Nuts can be high in calories: depending on the variety, they contain between 650 and 700 calories per 100 grams. But that doesn’t mean they should be avoided entirely—in fact, some studies have found they can even help you maintain your weight. Nuts are a valuable addition to a healthy diet that offer a number of health benefits, Dahmer explains. Packed with nutrients like healthy fats, protein, fiber, and essential vitamins and minerals, regular consumption has been linked to improved heart health, reduced inflammation, better blood sugar control, and support for to weight management. However, he recommends enjoying them in moderation: A good serving is a small handful or an ounce (28 grams) per serving, he says.
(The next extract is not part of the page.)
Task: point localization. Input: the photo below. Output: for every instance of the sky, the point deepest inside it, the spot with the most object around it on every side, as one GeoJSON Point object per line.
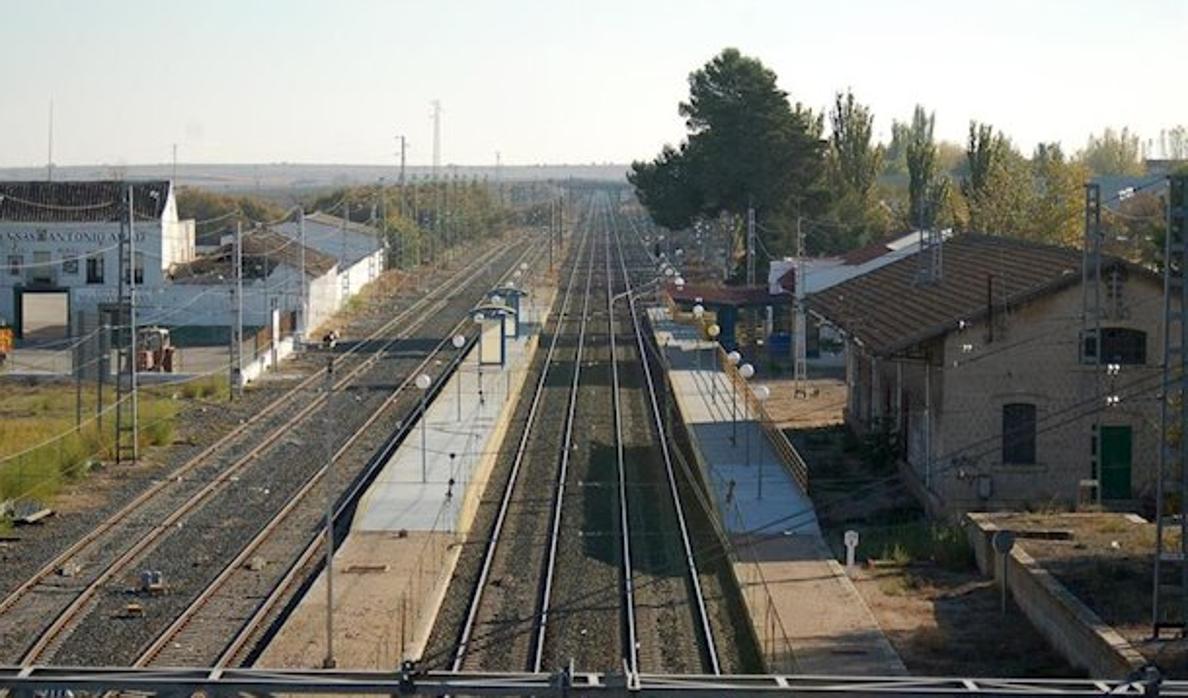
{"type": "Point", "coordinates": [551, 81]}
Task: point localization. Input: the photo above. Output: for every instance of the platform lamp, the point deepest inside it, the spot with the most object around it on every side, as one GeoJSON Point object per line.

And don’t worry about choosing between roasted and raw, contrary to popular belief, both types have similar nutritional content, although roasted versions are more prone to oxidation, meaning they could go rancid faster .

8. Chocolate

This might be the best news on the list, although it’s not exactly new news. But just in case you need a little reminder of chocolate’s health benefits, here they are: Chocolate is rich in polyphenols and antioxidants, which can benefit the heart and reduce inflammation. And, according to tons of research, it can also improve brain function and strengthen our immunity. But don’t use that as an excuse to load up on your favorite kid’s candy bar—high-quality dark chocolate, which contains plenty of these healthy cocoa solids, really is best. And skip white chocolate, as it only contains cocoa butter, which doesn’t have the same health benefits.

9. Fatty fish

I regularly advise patients to reconsider certain foods that have been unfairly demonized, and one of those groups includes fats, especially those found in fatty fish like salmon and sardines, Dahmer says. These foods contain healthy fats, such as monounsaturated fatty acids and omega-3s, which are beneficial for heart health, brain function, and overall well-being. Since our body cannot produce these important fatty acids on its own, it is important to consume them in food. And if you’re vegan, don’t stress—flaxseeds, avocados, nuts, and some seaweeds can also offer many of the same benefits.